The PCAS program envisions more precise, prompt and easy air-ground coordination for close air support (CAS)—delivery of airborne munitions to support ground forces—and other missions under stressful operational conditions and in complex environments. It aims to do so through the development of a system that enables the sharing of real-time situational awareness and weapons-systems data, using technologies compatible with almost any aircraft. Among the system’s envisioned benefits is a capacity to use smaller munitions to hit smaller, multiple or moving targets while minimizing the incidence of friendly fire and collateral damage.
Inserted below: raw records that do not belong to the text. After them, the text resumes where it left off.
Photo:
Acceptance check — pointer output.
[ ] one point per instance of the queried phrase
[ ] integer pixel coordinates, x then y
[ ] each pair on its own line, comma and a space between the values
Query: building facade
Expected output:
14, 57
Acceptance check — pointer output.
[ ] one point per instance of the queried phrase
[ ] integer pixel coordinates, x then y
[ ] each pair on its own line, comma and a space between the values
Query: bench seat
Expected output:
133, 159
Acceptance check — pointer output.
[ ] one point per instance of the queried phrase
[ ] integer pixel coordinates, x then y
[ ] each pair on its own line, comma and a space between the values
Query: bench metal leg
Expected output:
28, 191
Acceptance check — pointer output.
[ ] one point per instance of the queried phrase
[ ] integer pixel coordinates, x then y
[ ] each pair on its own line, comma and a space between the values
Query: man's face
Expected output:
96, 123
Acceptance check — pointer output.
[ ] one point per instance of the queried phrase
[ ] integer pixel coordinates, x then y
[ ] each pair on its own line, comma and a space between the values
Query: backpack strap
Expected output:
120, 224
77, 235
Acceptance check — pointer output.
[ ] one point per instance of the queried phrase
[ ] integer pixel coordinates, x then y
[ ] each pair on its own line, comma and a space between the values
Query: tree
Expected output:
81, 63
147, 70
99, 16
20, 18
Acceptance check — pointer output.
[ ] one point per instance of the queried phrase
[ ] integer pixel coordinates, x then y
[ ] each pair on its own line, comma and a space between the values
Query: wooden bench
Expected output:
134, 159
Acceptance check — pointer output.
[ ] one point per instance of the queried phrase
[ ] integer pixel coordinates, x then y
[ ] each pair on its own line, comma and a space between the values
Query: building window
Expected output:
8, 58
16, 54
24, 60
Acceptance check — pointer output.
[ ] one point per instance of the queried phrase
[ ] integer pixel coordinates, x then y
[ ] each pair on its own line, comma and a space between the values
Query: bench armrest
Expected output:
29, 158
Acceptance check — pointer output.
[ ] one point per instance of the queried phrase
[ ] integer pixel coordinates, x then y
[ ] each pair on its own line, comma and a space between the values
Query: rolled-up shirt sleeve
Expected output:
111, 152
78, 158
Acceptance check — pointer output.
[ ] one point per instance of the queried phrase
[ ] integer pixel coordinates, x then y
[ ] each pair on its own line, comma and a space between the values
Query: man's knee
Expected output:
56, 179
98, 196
During the recent A-10 tests, ten of the sorties featured live-fire weapons engagements using a mixture of laser- and GPS-guided munitions—all of which were completed successfully within the six-minute goal the program has set. Coordination was enabled by PCAS-Ground software running on customized tablet computers working in conjunction with PCAS-Air, an onboard, automated targeting system. PCAS tactical datalinks facilitated data sharing between the pilot and JTAC to determine the timed release of precision-guided munitions.
“Close air support and similar operations rely on teamwork, and we have shown that a flexible architecture and extensible technology toolsets are key to making groundbreaking improvements in air-ground coordination,” said Dan Patt, DARPA program manager. “These and other test results suggest PCAS-like approaches have the potential to provide an unprecedented synchronized understanding of the active battlefield.” Patt last week described the previously unreleased results of the flight demonstration at DARPA’s Wait, What? A Future Technology Forum in St. Louis.
The A-10 tests used a version of PCAS-Ground software called the Android Tactical Assault Kit (ATAK). Developed by PCAS program partner Air Force Research Laboratory in Rome, N.Y. (AFRL-RI) in conjunction with the U.S. Special Operations Command (SOCOM), ATAK is a situational awareness and targeting tool that has transitioned to thousands of individuals across the joint Services.
The A-10 demonstration flights, conducted from April through June this year, came on the heels of similar successful tests conducted earlier this year with the U.S. Marine Corps. Those tests included a successful flight demonstration using a MV-22 Osprey, a tilt-rotor vertical takeoff and landing (VTOL) aircraft. As part of DARPA’s conclusion of the program, DARPA is also working with the Army on other PCAS transition activity relevant to ground forces and manned and unmanned aircraft.